Usefulness of urinary potassium to creatinine ratio to predict diuretic response in patients with acute heart failure and preserved ejection fraction

Affiliations

Usefulness of urinary potassium to creatinine ratio to predict diuretic response in patients with acute heart failure and preserved ejection fraction

Pau Llàcer et al. Clin Cardiol. 2023 Aug.

Abstract

Background: Patients with acute heart failure (AHF) require intensification in the diuretic strategy. However, the optimal diuretic strategy remains unclear. In this work, we aimed to evaluate the role of urinary potassium to creatinine ratio (K/Cr) to predict diuretic and natriuretic response to thiazide or mineralocorticoid receptor antagonists (MRAs) in a cohort of patients with AHF and preserved ejection fraction (AHF-pEF).

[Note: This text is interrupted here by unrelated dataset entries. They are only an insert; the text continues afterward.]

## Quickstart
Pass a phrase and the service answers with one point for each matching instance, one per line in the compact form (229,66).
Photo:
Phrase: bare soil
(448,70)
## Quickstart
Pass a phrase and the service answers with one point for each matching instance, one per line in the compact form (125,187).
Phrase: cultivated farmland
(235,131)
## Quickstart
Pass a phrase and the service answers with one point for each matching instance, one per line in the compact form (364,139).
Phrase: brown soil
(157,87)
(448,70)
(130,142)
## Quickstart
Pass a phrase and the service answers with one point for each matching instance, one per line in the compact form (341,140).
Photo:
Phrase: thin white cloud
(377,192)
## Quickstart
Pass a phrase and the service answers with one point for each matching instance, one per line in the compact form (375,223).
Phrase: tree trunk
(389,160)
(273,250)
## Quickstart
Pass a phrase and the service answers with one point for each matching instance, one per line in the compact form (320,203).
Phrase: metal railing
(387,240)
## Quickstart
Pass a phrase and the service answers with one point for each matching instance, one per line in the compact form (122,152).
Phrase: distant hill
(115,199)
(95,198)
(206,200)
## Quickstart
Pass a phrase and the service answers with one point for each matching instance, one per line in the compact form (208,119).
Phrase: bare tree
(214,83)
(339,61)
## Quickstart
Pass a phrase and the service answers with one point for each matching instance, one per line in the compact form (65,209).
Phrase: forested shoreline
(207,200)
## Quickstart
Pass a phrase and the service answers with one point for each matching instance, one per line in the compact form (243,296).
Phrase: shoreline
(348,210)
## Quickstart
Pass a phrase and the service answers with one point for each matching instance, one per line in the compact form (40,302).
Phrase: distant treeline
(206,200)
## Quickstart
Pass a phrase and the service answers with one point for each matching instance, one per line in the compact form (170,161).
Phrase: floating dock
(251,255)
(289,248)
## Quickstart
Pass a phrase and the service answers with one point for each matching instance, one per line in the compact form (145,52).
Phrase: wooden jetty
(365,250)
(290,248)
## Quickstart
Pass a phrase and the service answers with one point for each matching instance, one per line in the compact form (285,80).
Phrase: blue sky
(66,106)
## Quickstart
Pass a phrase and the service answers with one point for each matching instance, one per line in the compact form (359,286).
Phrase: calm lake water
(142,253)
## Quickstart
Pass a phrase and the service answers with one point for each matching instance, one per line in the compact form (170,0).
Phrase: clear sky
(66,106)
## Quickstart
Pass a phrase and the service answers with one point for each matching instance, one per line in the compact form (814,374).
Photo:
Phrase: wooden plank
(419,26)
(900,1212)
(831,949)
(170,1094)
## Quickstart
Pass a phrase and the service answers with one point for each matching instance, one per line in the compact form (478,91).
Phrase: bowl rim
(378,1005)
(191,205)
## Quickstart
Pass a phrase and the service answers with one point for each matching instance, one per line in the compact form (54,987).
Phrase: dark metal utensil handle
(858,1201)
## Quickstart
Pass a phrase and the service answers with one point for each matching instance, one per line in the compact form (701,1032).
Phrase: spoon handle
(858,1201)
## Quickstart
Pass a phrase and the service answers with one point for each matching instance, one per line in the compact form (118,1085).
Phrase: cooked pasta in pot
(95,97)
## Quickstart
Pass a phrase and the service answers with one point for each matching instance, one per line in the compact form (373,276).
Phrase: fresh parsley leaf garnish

Hypothesis: Patients with a high urinary K/Cr ratio will have a better diuretic and natriuretic response with spironolactone versus chlorthalidone.

Methods: This is a study of 44 patients with AHF-pEF with suboptimal loop diuretic response. The primary endpoint was the baseline K/Cr associated with natriuretic and diuretic effect of chlorthalidone versus spironolactone at 24 and 72 h. Mixed linear regression models were used to analyze the endpoints. Estimates were reported as least squares mean with their respective 95% confidence interval (CIs).

Results: The median age of the study population was 85 years (82.5-88.5), and 30 (68.2%) were women. The inferential multivariate analysis suggested a greater natriuretic and diuretic effect of chlorthalidone across K/Cr levels. In the upper category, chlorthalidone translated into a statistically increase in natriuresis at 24 and 72 h. Chlorthalidone versus spironolactone showed ∆uNa of 25.7 mmol/L at 24 h (95% CI = -3.7 to 55.4, p = .098) and ∆uNa of 24.8 mmol/L at 72 h (95% CI = -4 to 53.6, p = .0106). The omnibus p value is .027. Multivariate analyses revealed a significant increase in 72 h cumulative diuresis irrespective of K/Cr status in those on chlorthalidone.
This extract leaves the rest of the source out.